Studies of Welfare Populations: Data Collection and Research Issues. Summary and Conclusions

06/01/2002

This chapter has explored measures of heterogeneity of the AFDC caseload in the 1980s and early 1990s based on patterns of AFDC participation and has investigated which of those measures are predictive of labor market potential and a few other sociodemographic characteristics. The analysis shows that the single most consistent predictor of those characteristics is the total amount of time a woman has been on welfare. However, whether that time arises from a larger number of shorter spells, or a smaller number of longer spells, is less consistently important; that is, neither turnover per se nor the length of individual spells of welfare receipt is always related to labor market characteristics holding constant the total time the individual has been on welfare. Relatedly, the analysis shows that classifying recipients into two groups is a useful predictor of labor market potential: short-termers who participate in welfare only occasionally and for short periods, and all others.

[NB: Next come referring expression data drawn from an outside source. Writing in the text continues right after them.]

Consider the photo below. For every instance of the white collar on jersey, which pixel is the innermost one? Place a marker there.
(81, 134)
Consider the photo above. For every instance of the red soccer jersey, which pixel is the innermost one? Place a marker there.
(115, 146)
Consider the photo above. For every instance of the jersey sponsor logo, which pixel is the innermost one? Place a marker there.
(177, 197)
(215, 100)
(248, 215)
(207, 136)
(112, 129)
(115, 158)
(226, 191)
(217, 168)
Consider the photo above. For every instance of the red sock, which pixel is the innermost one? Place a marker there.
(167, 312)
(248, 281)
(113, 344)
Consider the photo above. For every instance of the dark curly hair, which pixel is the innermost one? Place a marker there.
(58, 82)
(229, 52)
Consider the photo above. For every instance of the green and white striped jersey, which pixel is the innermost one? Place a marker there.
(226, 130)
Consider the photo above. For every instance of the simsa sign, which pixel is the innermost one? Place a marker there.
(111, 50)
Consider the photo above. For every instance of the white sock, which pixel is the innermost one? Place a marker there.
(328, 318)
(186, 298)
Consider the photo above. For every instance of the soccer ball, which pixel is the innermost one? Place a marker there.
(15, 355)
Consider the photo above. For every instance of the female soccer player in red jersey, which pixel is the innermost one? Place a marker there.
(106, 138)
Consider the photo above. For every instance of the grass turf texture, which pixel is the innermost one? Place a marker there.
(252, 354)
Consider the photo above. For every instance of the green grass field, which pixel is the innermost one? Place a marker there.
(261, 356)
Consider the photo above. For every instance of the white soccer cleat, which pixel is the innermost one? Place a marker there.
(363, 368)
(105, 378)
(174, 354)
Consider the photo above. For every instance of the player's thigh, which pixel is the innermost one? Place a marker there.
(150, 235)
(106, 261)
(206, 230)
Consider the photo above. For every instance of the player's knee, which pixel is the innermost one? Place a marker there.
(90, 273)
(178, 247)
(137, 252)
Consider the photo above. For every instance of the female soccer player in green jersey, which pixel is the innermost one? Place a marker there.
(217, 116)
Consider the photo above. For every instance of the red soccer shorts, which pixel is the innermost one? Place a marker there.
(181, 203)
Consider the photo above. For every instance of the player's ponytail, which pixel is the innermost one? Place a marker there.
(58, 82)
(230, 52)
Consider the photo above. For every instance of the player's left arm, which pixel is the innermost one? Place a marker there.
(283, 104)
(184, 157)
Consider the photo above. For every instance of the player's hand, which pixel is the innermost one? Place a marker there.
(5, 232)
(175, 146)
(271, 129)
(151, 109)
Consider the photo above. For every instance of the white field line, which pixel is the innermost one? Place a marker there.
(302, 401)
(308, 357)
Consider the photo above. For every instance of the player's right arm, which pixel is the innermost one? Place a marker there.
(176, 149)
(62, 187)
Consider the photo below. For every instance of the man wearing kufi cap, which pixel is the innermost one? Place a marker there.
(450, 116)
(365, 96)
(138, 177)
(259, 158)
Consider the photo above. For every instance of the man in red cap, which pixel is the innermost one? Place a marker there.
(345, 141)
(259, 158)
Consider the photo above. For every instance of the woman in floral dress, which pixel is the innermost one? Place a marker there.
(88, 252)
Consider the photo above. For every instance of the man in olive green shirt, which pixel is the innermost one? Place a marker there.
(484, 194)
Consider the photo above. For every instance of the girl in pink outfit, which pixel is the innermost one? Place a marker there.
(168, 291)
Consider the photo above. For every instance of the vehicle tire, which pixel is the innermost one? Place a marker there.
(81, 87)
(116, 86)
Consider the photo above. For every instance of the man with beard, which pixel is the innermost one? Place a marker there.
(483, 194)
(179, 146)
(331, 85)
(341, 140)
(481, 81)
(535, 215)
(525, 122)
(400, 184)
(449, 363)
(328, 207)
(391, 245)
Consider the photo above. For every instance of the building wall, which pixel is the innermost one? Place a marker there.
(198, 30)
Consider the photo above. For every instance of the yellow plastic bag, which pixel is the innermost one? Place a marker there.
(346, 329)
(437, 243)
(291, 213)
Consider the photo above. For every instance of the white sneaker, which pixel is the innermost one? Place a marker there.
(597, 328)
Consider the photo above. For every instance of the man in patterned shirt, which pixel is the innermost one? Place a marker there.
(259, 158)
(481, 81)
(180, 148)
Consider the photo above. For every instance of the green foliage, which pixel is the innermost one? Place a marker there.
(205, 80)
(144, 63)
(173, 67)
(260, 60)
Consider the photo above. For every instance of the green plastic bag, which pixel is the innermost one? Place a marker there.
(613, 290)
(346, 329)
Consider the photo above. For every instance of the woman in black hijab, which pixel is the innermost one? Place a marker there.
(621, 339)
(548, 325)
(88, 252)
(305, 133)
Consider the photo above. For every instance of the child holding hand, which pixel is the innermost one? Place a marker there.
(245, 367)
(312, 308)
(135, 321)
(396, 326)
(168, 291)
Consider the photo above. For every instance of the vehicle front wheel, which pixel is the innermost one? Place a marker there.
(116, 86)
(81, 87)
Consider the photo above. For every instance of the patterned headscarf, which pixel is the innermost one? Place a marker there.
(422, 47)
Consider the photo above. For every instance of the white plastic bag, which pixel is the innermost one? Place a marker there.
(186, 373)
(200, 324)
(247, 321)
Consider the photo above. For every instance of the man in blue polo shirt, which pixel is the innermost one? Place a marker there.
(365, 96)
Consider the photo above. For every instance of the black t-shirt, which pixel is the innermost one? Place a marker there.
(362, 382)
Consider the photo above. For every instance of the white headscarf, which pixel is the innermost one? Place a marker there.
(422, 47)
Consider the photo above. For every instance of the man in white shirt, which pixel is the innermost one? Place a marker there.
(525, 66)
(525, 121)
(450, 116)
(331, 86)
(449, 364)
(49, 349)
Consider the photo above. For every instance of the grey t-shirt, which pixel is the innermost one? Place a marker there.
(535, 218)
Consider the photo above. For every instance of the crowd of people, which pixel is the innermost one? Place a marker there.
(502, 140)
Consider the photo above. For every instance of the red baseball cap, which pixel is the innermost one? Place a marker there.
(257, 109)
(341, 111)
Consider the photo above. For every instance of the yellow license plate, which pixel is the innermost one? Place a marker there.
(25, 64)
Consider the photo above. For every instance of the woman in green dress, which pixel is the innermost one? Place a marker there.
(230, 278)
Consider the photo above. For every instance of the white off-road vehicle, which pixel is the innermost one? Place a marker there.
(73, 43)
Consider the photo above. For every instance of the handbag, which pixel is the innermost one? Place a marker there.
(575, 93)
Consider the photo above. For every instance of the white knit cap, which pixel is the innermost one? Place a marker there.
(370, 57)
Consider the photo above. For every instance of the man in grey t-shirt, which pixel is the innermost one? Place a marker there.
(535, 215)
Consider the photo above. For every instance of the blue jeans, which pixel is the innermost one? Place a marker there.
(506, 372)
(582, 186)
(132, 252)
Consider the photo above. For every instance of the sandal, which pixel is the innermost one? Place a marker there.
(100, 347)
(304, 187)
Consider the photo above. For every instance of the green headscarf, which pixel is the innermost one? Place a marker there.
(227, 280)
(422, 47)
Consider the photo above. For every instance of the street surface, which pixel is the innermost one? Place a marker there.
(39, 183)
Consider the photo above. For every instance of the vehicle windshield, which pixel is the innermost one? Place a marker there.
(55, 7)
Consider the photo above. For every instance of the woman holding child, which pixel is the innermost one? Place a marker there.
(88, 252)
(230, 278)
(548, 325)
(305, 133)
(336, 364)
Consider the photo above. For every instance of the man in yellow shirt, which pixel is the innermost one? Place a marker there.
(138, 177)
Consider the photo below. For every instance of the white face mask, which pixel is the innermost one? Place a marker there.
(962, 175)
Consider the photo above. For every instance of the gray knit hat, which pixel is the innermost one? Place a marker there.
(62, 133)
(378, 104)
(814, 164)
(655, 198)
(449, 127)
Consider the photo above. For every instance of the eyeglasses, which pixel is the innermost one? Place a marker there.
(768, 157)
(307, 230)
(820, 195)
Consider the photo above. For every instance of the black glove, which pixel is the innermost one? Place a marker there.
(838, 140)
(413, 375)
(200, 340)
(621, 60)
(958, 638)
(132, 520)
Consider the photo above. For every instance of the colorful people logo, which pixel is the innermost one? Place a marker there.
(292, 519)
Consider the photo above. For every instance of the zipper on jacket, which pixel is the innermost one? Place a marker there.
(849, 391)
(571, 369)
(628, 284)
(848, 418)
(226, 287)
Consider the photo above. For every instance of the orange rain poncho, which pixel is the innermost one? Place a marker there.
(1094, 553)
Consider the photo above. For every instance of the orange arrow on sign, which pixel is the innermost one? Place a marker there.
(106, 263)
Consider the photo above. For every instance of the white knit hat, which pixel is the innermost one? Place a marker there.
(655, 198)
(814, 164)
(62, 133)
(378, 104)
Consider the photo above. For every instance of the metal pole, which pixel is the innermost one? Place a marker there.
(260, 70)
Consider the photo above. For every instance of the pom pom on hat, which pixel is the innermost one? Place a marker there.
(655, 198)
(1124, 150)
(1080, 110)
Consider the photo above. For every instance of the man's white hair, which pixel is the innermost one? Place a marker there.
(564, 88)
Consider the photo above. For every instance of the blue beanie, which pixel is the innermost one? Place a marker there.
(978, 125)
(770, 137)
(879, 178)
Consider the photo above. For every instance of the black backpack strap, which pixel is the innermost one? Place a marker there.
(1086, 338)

However, among the latter group, whether an individual is a cycler who moves on and off the rolls frequently or a long-termer who has long, uninterrupted periods of welfare receipt, is not a consistent predictor of labor market potential. Further, when it is, it appears that cyclers have lower potential than long-termers.

The finding that mobility per se matters less than expected, and that recipients with high turnover and those with low turnover (but with the same total-time-on) either look the same or differ in unexpected ways, runs contrary to the conventional model in which mobility is taken as a sign of higher-than-average labor market skill and hence earnings potential. It suggests that there must be some other reason for high rates of mobility, perhaps related to more intrinsic, possibly noneconomic, sources of instability in individuals' lives, or in administrative practices that cause churning, or related to some other factor. More investigation into this question would be a fruitful area of future research.

For welfare reform studies, the implication of the analysis is that heterogeneity is important but that its most important measure is the total time a recipient has been on welfare. This suggests that studies which estimate the impact of welfare reform should do so separately for groups with different amounts of total-time-on, and should break out short-term recipients from others. Leaver studies are one type of welfare reform research that could benefit from a separation of leaver outcomes by such characteristics.